“抹脖子岂是那么容易的事,你有下手的勇气吗?”
赵若曼用力把刀尖扎进皮肤,一道鲜血蜿蜒流下,叶轻云怔住,显然被她的英猛给吓住,不敢走前一步。
“事到如今,我活着也是累赘,死对我来说不可怕。”
“你在瞎说什么?谁跟你说你活着是累赘?”
赵若曼没有再说下去,叶轻云不知道她身体的状况。
她觉得自己的白血病只会得到和父亲一样的下场,何苦连累母亲再继续照顾她,还不如现在马上死了算了。
她向来乐观坚强,但如今,箫子明事件的打击下,她的乐观全然消融。
叶轻云开始给她灌蜜糖,“不如这样,你我合作演一出戏,来一场交易,你假装被我绑架,逼箫顾引交出全副身家,让他成为身无分文的流浪狗,然后我就放了你,还给你一笔钱,怎样?”
“我不干。我受够了腌臜的交易,我再也不要和谁交易了!这种事只会让我越陷越深,你这种人,我也信不过,你利用我之后断然会灭我口。”
叶轻云把烟头直接丢到地上,虽说这里是他的庄园,他理应好好维护,可是地板已经被餐具的碎片弄脏,他也不在乎了。
“第一次见你,还以为你是个单纯的傻女孩,没想到不傻嘛。”
赵若曼冷笑,还不是被箫顾引这个绝世大骗子锻炼出来的。
叶轻云嘴角一歪,“既然敬酒不吃,只好让你吃罚酒了。
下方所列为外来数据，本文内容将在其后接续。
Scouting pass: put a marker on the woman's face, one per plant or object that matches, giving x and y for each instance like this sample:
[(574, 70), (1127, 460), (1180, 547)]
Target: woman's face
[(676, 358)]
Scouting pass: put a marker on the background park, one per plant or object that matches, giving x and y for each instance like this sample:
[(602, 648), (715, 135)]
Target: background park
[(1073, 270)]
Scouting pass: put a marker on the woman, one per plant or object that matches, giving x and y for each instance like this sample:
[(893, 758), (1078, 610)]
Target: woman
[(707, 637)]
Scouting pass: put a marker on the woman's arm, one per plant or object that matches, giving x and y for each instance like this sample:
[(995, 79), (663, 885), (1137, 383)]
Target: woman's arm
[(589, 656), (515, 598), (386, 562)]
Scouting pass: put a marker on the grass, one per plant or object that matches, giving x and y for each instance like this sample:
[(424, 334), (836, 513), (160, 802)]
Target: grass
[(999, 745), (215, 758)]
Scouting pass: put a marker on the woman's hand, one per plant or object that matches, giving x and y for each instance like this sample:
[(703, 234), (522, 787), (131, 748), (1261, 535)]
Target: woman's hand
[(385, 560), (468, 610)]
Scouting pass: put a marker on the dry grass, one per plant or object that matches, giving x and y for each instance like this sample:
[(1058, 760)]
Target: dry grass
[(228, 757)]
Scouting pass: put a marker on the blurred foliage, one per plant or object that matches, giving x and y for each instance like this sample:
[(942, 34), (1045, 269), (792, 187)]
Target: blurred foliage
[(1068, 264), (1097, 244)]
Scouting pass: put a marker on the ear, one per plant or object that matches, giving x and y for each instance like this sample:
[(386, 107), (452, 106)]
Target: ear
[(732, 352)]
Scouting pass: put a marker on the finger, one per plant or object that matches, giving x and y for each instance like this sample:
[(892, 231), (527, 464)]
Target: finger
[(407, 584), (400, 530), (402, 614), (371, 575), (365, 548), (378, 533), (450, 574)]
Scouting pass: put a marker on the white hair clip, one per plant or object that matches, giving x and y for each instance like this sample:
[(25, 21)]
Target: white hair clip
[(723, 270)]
”
赵若曼身后伸出一双手,抓住她刀子,是陆景焕,这位助理行动起来像猫一样没有声响,不知他是何时绕到赵若曼背后埋伏的。
陆景焕一把抢过她手中的刀子,还叫两名手下左右钳制住赵若曼的双臂,免得她再做多余的举动。
叶轻云从外套内兜里拿出一个玻璃小药瓶,摇晃几下。
“这些药片,你眼熟吗?没错,是‘娱美人’。”
叶轻云拿着药片接近她,笑意万分阴森,“箫顾引和我订了一大批,说是要用在新开张的夜总会上,可我却没见他拿出来用,我猜他根本无意使用这些禁药,找我订货只是他计划中的一个步骤,那批货恐怕被他销毁了。不过我还留了些,为的就是在今天派上用场。”
赵若曼惶恐的放大了瞳孔,她有不好的预感。
叶轻云接着说:“你那天在高尔夫球场应该也听见了我和箫顾引的对话,没错,它不仅仅是春/药,还是毒药,有强烈的副作用。不过,当时我们没有详细聊它的副作用,你知道吃下它之后,又不进行***来缓解的话,会引起什么后遗症吗?”
“不……不要!”赵若曼猛烈的摇头。
叶轻云已来到她眼前,强行掰开她的嘴,把两片药塞进她嘴里,再从陆景焕手中接过水杯,给她灌了下去。
水灌的太猛,呛进了气管,赵若曼剧烈的咳嗽着,药片完全的咽进了喉咙,无论如何也咳不出来。
叶轻云用餐巾擦擦手,比了个手势,赵若曼被架进了先前醒来的那个房间,将她扔到床上,她脸朝下的扑倒在被子表面。